Here’s what Sculley said right before introducing the concept video of the KN:
“But perhaps the most spectacular event will not be the presentation level but lies deeper in the programming. Just a short way into the future, we will see artificial intelligence emerge as a core technology. Combined with other core technologies, AI will boost simulations and hypermedia to new levels of realism and usefulness. We will move, for example, from building molecules in 2 and 3-dimensional spaces to building the environment in which they combine, where each molecule understand the structure and behaviors of the others.”
The search for direct agent manipulation
We couldn’t agree more, but the question is, what is the interface of such a system, now that we’re almost there?
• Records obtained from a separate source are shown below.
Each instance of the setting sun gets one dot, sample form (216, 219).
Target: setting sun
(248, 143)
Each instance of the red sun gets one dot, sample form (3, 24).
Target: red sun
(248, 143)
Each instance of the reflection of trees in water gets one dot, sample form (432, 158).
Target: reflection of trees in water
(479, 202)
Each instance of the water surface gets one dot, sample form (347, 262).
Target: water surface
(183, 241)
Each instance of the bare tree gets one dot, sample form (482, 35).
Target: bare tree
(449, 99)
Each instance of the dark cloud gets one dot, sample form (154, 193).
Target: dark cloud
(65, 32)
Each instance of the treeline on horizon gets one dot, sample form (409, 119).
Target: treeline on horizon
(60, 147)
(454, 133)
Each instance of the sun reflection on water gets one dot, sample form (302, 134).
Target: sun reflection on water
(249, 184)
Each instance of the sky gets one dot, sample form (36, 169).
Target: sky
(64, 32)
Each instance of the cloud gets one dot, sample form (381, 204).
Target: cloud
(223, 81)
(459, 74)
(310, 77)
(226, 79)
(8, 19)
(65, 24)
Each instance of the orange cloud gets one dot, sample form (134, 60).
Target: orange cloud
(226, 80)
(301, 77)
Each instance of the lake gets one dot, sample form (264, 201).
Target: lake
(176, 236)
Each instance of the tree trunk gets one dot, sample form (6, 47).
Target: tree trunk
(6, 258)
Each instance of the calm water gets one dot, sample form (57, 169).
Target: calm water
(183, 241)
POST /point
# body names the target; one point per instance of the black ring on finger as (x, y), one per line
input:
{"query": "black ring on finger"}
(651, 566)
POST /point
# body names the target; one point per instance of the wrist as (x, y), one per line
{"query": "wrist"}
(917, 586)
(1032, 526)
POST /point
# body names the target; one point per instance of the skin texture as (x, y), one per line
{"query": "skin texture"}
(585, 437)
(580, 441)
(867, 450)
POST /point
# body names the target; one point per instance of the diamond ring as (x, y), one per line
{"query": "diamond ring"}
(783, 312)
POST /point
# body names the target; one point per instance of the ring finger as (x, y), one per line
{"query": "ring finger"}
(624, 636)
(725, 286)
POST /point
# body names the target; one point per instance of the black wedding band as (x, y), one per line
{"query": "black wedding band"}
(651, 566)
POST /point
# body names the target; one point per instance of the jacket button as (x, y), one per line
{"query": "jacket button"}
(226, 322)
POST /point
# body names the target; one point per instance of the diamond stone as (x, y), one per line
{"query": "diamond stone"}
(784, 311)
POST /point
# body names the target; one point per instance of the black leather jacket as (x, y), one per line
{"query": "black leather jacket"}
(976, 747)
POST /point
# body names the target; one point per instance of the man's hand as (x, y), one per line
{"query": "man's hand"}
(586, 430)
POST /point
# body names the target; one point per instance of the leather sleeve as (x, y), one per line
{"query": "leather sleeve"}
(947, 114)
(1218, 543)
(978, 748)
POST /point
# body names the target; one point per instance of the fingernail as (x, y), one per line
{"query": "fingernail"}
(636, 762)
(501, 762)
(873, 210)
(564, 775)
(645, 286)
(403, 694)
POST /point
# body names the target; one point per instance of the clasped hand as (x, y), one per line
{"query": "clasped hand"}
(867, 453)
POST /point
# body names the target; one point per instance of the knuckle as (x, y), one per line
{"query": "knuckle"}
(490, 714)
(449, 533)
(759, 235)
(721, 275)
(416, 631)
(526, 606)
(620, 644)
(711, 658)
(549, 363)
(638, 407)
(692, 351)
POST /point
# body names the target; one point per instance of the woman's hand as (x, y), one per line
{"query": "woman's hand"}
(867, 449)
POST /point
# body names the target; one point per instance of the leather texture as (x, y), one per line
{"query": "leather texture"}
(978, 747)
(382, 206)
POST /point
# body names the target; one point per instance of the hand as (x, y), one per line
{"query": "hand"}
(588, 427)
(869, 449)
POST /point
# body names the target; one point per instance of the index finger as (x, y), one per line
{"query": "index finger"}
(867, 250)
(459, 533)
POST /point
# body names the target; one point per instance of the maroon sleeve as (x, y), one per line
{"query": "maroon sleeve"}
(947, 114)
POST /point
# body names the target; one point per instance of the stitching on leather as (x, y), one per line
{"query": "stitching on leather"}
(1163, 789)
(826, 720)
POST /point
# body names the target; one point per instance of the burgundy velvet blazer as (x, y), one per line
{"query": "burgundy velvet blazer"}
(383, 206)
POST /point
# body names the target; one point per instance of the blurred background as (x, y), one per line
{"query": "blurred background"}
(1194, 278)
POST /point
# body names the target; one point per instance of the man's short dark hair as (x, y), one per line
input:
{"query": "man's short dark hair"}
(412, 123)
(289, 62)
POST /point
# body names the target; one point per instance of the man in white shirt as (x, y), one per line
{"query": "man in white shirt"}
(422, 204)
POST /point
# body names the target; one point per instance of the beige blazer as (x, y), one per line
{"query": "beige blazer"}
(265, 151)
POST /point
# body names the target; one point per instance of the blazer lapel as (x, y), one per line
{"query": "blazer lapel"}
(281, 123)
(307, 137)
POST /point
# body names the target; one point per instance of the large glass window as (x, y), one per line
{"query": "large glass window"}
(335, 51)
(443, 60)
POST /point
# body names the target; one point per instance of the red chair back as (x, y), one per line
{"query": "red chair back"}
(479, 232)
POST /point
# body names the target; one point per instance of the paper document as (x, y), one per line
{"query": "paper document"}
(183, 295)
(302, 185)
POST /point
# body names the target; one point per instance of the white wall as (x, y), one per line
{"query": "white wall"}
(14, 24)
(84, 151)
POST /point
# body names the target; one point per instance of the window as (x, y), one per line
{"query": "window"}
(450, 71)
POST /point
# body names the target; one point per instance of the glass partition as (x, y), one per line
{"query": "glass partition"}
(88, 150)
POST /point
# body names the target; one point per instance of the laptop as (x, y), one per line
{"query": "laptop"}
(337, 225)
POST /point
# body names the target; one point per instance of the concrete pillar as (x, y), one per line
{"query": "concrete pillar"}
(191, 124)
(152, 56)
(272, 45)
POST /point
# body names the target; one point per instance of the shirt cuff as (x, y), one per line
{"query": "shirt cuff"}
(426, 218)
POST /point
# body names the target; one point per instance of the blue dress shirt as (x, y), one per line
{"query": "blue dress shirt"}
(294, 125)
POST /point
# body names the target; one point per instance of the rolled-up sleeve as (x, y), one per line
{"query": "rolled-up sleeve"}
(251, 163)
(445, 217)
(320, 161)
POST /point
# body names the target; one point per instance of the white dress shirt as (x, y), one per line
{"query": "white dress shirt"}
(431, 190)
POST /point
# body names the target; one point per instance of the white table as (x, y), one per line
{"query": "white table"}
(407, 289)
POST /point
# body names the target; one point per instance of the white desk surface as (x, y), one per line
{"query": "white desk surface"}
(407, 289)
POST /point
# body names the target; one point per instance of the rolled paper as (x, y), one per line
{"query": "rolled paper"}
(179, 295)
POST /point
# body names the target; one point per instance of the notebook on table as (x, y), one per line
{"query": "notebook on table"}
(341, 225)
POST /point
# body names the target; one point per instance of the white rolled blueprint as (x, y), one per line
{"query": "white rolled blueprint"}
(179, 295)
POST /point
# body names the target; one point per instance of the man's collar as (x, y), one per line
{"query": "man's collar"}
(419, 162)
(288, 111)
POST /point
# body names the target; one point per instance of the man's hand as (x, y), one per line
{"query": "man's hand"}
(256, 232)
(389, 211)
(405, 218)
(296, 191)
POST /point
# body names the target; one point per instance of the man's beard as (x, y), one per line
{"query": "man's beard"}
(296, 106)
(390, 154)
Current AI agents are very "input-output" oriented, just like early micro-computers. You enter a prompt and you get an answer back from the machine. But the real strength of those agents will be to continuously fetch knowledge for you and to present it at the right time.
Last week we talked about our vision for organizational method in Kosmik. One of those method is what we call "seed stacks" — stacks that are seeding information continuously. Let's take a look at how this could work in Kosmik and how it could help you leverage your knowledge base.
A sneak peek at our vision for the Knowledge Navigator
Kosmik already makes it possible to explore the web and create multimedia documents that are interactive. But the next step is about making the canvas proactive.
In the future Kosmik will show you the tags you've applied to an object and also the ones that we think you may want to add.
That's cool, but other apps are already offering auto-tagging systems like this one. What we want to offer with Kosmik is a way to catalog but also explore and enrich your knowledge base.
Tabbed tags, pulled tags and seed stacks.
In the example above, the user is doing some research on hypertext.
By pulling on the tab on the right border of the object, Kosmik will create a seed-stack that will continue to self-update as long as data matching those terms is added.
Those seed stacks will be a way for users to combine search and tags in one simple command. They also have the advantage to persist on the canvas, whereas search is usually a non-persistent activity in current systems (like Spotlight for example).
Within stacks of content, the user will also be able to "drill down" and explore a specific topic. Because stacks are not static you can combine information, queries and refine the results quickly.
Our future search UI combined with auto-tags and tabbed tags.
But we want to go a step further!
We think that we can do better than prompting to create a dialogue between you and your knowledge. What we're experimenting with currently is "magic ink". Highlight a part of a text and ask Kosmik to create a stack about the terms you've highlighted.
Highlight part of an image and ask Kosmik to remove it, label it or give you similar images.
This is what interactive information is: the absence of frontier between the content and the tools used to act on it.
We need to create direct manipulation for agents to be effective and for AI to really be useful.
Instead of typing "Tell me more about this author" you should highlight "Melville" with your pencil or mouse and Kosmik will return a "Melville" stack with the proper informations about the author and its bibliographies.
"Seed" the information to the agent and then refine it. You shouldn't prompt, or at least not only prompt. We're not going to displace search with generated answer, we need a something fluid, useful, immediate, fuzzy and expandable.
We're super excited to show you the results of those explorations very soon!